Intravenous immunoglobulin (IVIG) has been proven to be effective and is often used as a treatment for chronic inflammatory demyelinating polyneuropathy. IVIG can enhance the immune system. Very high doses are usually used for initial treatment of CIDP and most patients require continued intermittent treatments. There is a clinical trial of a subcutaneous delivery of immunoglobulin that may be used instead of IVIG.

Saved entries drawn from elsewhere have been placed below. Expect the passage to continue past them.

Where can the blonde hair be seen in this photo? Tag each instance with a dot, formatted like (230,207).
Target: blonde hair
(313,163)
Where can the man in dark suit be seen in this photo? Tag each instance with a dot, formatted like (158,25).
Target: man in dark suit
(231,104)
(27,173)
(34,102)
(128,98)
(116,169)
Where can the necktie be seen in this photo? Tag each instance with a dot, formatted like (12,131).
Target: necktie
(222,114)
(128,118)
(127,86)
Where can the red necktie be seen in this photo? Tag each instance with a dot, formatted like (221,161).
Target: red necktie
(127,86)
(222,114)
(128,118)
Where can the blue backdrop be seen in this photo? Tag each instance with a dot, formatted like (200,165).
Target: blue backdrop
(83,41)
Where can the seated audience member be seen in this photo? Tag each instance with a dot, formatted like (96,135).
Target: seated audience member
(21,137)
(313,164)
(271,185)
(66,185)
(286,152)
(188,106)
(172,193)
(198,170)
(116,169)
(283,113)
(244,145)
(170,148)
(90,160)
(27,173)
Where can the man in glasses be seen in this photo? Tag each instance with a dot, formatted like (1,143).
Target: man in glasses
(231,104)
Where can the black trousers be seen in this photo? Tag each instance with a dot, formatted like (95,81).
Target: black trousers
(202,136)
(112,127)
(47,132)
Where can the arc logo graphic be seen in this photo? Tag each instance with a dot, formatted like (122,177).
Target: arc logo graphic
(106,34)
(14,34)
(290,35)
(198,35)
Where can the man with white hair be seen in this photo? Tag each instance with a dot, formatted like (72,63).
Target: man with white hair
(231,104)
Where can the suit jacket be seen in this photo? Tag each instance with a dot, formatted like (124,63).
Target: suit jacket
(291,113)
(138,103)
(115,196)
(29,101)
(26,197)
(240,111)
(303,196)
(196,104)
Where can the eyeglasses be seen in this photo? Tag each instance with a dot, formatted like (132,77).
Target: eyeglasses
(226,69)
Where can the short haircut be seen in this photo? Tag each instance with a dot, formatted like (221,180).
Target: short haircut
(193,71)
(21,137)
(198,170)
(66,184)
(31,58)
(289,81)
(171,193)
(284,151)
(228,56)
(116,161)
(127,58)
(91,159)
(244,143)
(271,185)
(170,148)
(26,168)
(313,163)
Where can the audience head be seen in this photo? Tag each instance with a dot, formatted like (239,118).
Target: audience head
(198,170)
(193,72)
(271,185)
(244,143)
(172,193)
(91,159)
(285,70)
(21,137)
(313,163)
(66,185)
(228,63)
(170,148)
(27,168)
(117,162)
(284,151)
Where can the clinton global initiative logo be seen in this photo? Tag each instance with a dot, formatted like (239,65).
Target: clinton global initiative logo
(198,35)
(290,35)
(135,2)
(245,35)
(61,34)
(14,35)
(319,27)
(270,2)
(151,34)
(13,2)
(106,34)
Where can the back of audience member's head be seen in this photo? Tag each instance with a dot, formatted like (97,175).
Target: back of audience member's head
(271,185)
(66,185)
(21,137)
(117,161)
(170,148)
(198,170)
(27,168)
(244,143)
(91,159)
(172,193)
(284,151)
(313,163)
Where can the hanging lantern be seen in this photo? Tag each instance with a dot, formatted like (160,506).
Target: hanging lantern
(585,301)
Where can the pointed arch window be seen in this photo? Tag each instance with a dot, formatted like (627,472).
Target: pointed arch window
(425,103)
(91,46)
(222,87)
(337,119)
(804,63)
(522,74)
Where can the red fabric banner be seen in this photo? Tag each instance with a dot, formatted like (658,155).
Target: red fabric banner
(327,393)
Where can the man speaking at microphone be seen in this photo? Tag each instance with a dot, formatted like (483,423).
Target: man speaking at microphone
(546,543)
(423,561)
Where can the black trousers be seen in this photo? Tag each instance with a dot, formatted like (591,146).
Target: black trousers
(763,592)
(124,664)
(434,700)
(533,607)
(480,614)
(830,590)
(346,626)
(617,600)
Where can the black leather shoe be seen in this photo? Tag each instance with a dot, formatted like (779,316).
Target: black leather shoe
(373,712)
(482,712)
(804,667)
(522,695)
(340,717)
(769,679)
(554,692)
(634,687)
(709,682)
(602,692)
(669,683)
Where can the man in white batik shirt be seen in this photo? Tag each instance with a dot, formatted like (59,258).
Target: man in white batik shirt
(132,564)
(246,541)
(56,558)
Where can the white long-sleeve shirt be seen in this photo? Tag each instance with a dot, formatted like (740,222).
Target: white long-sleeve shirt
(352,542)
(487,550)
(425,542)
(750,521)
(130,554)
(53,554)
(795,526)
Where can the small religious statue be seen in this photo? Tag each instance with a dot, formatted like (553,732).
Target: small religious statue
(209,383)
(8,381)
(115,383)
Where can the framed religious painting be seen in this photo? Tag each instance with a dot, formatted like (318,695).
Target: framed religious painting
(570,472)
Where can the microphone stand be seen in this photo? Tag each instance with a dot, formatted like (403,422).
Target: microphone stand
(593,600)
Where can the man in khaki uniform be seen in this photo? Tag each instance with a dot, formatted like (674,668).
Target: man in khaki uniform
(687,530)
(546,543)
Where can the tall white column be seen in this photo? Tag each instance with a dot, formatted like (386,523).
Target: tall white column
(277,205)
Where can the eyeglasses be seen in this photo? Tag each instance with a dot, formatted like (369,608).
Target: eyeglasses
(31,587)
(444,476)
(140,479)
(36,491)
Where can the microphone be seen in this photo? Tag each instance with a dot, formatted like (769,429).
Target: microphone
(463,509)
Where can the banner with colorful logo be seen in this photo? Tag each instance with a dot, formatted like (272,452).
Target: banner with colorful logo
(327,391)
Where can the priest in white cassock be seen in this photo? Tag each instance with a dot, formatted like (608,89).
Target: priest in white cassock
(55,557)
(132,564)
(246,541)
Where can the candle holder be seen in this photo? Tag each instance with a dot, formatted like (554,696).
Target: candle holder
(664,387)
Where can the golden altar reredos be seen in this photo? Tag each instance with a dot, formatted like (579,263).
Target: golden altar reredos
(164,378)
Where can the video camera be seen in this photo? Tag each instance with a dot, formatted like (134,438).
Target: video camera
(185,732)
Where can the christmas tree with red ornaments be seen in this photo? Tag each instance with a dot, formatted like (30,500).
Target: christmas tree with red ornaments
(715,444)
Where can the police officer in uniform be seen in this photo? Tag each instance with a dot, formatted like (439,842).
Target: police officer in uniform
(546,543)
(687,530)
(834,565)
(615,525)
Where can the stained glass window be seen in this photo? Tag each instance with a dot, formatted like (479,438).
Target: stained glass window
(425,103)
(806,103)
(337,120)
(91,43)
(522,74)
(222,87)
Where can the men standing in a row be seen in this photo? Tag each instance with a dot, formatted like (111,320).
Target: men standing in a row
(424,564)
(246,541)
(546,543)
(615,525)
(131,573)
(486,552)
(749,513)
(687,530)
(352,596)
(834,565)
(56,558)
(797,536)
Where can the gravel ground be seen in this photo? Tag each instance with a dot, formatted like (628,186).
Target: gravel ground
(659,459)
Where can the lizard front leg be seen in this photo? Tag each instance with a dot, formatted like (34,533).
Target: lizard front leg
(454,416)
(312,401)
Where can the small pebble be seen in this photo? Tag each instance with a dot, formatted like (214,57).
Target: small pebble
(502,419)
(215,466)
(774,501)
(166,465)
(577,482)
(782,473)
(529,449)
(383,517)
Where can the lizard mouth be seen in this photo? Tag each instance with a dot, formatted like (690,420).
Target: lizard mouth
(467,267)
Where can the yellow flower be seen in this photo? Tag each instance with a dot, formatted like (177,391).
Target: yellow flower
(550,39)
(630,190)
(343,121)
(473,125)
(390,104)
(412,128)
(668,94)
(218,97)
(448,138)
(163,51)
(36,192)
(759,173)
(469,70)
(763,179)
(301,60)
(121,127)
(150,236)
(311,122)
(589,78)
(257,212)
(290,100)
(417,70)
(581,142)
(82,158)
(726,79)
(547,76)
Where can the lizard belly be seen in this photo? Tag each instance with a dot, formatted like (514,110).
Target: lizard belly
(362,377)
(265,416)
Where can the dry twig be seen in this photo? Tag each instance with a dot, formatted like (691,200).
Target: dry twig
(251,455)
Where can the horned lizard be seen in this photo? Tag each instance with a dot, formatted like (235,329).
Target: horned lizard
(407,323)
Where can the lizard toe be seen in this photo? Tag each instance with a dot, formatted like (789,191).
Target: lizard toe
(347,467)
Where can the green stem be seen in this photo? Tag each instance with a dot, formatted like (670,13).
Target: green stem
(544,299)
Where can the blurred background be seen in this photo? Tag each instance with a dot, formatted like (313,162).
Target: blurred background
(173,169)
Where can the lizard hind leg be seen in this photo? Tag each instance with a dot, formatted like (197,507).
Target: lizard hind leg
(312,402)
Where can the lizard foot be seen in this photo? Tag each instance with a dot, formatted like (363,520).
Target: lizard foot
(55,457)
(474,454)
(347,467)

Plasma exchange (PE) has also been shown to be of benefit in chronic inflammatory demyelinating polyneuropathy. This procedure is a method for removing unwanted substances (toxins, metabolic substances and plasma parts) from the blood. Blood is removed from an affected individual and blood cells are separated from plasma. The plasma is then replaced with other human plasma and the patient’s blood cells are transfused back into the affected individual, thus removing only the plasma and its constituents. Similar to IVIG, PE is effective only for a few weeks and may require chronic intermittent treatments.

 

There is a great deal of interest in using monoclonal antibodies to treat CIDP. Clinical trials are being developed to use rituximab, a monoclonal antibody against immune forming lymphocytes (B cells). Another monoclonal antibody under consideration is alemtuzumab which acts on both B cells and T cells, providing a broader attack on the immune system. Some of the agents that have been found to be effective in multiple sclerosis are now being considered for CIDP. A clinical trial treating patients with fingolimod, a drug that affects the ability of lymphocytes to contribute to immune function, is now underway.

 

Causes of autoimmune disorders are unknown, however certain foods can aggravate inflammation and make CIDP worse.

 

Foods to Avoid

Saturated fat and trans fats may increase pro-inflammatory markers, especially in people who are overweight or who have diabetes. Foods that are high in these types of unhealthy fat include red meat, butter, cheese and ice cream. In addition, most processed foods, including fast foods, frozen foods and soups, are made with synthetic trans fat. Sugar and refined carbohydrates may also increase inflammation responses in some people. In general, eating a high-calorie diet can contribute to chronic inflammation.

 

Foods to Include

Include a variety of fruits and vegetables in your diet for their natural anti-inflammatory properties. These types of food are a good source of antioxidants, which can limit the free radical damage in your body. Fruits and vegetables are high in various vitamins and minerals, such as vitamin D, which has known anti-inflammatory properties. Include essential fats in your diet that are high in omega-3 fatty acids. Certain fatty fish, such as tuna and salmon, are good sources of omega-3 fatty acids. You can also take a fish oil supplement.